Jennifer Hurley grew up in a strict household where sugar and sweets were forbidden.
But what her parents didn’t know was Hurley and her grandfather had a secret stash of cheese Danishes hiding in the microwave in her grandfather’s kitchen. When she would stay overnight at his house, the duo would get up at 4:30 a.m. and eat pastries while everyone was asleep.
Hurley wasn’t an early riser just for the sake of consuming sugar. Waking early was just part of her routine.
By age 10, she started going to sleepovers and quickly learned that most kids weren’t getting up that early.
“It was odd to find that no one else got up as early as I did. I realized that this was a unique way to live your life and I thought I had a sleep disorder,” Hurley explained.
Her interest in understanding her sleep led her to pursue medical school. But she quickly realized medical school would not fulfill her curiosity about why she was like she was (and she really didn’t like needles!). Instead, she attended Rutgers University for graduate school, where she rotated in the lab of Isaac Edery, an expert in the molecular biology and biochemistry of the circadian clock.
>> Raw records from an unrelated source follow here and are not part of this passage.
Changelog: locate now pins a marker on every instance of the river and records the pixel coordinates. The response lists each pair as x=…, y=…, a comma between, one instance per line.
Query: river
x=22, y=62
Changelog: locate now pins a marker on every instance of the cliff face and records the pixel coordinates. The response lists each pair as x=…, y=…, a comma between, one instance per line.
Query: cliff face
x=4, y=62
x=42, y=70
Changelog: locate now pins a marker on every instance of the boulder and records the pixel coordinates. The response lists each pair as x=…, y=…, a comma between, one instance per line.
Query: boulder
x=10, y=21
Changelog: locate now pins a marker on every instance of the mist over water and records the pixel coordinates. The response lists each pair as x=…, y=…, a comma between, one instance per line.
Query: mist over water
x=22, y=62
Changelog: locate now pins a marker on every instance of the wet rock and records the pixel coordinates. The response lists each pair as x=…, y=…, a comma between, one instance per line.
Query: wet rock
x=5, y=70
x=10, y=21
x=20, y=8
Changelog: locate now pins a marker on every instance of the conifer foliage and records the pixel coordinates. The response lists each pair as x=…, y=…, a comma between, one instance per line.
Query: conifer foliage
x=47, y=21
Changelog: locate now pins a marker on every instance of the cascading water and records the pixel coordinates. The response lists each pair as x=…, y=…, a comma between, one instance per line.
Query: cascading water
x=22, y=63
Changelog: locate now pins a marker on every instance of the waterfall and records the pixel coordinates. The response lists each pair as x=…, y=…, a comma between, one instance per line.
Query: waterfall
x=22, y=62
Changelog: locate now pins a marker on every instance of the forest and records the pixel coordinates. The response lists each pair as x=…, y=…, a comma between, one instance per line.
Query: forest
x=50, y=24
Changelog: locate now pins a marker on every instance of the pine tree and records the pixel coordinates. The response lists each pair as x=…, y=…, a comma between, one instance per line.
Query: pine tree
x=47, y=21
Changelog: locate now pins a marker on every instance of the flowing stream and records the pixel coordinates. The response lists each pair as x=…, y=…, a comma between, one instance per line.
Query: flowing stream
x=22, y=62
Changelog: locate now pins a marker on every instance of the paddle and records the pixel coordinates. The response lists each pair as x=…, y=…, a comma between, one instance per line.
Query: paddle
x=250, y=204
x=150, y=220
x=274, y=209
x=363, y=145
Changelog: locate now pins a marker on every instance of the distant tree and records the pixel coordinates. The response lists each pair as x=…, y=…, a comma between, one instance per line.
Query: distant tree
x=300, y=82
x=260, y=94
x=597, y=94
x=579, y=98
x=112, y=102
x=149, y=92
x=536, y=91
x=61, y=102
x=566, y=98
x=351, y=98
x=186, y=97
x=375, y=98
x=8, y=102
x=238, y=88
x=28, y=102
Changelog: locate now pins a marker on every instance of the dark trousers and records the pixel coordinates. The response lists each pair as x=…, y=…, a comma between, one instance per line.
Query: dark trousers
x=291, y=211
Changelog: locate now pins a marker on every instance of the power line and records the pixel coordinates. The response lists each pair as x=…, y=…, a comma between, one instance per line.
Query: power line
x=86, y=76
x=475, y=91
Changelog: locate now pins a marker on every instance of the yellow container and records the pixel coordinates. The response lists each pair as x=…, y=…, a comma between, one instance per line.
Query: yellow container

“It was the first time I encountered someone doing circadian research, and it was amazing and exciting, and explained why I was like I was,” Hurley said.
That experience sent her down a career path of studying circadian rhythms—the 24-hour cycles that affect natural processes to help organisms cope with the regular shift from day to night.
Hurley, a molecular biologist at Rensselaer Polytechnic Institute, is particularly interested in understanding how clock regulation over metabolism could help maximize cellulase production. Cellulase is an enzyme that helps break down lignocellulose−the binding that makes the woody part of plant cell walls rigid. When cellulase is extracted from fungi, it can be a significant resource for biofuels produced from lignocellulose.
Circadian rhythms affect every organism on the planet that lives in the photic zone, also known as the sunlight layer. This includes humans, plants, and microbes. For humans, physiology is so extensively timed by circadian rhythms that when it gets out of sync, health problems like cancer, diabetes, and heart disease can surface.
For fungi, understanding circadian rhythms could have a beneficial influence on the production of biofuels.
“Neurospora crassa is a great model system to work with because the circadian clock in this fungi is very similar to the circadian clocks in other organisms, including humans. So, understanding how circadian rhythms are timed in one fungus can help us learn a lot about other fungal systems, as well as human systems,” Hurley explained.
In this EMSL-JGI FICUS research, Hurley is working to identify the link between time of day and metabolic regulation to maximize the manufacturing of biofuel components.
“For researchers at the DOE who are actively studying how to make the most cellulases, knowing that there's a time of day to harvest the organism when you can maximize cellulase yield could be really important,” she said.
This research will contribute to understanding metabolic control of cellulases in key fungal species, plants, and bacteria, and will provide insight into clock regulation of metabolism for biofuel manufacturing.
“By studying the clock in Neurospora in the context of the production of cellulases, we can find simple methods, like changing the time of day of harvest, to exploit what we know about circadian rhythms to enhance the research goals of the Department of Energy,” Hurley said.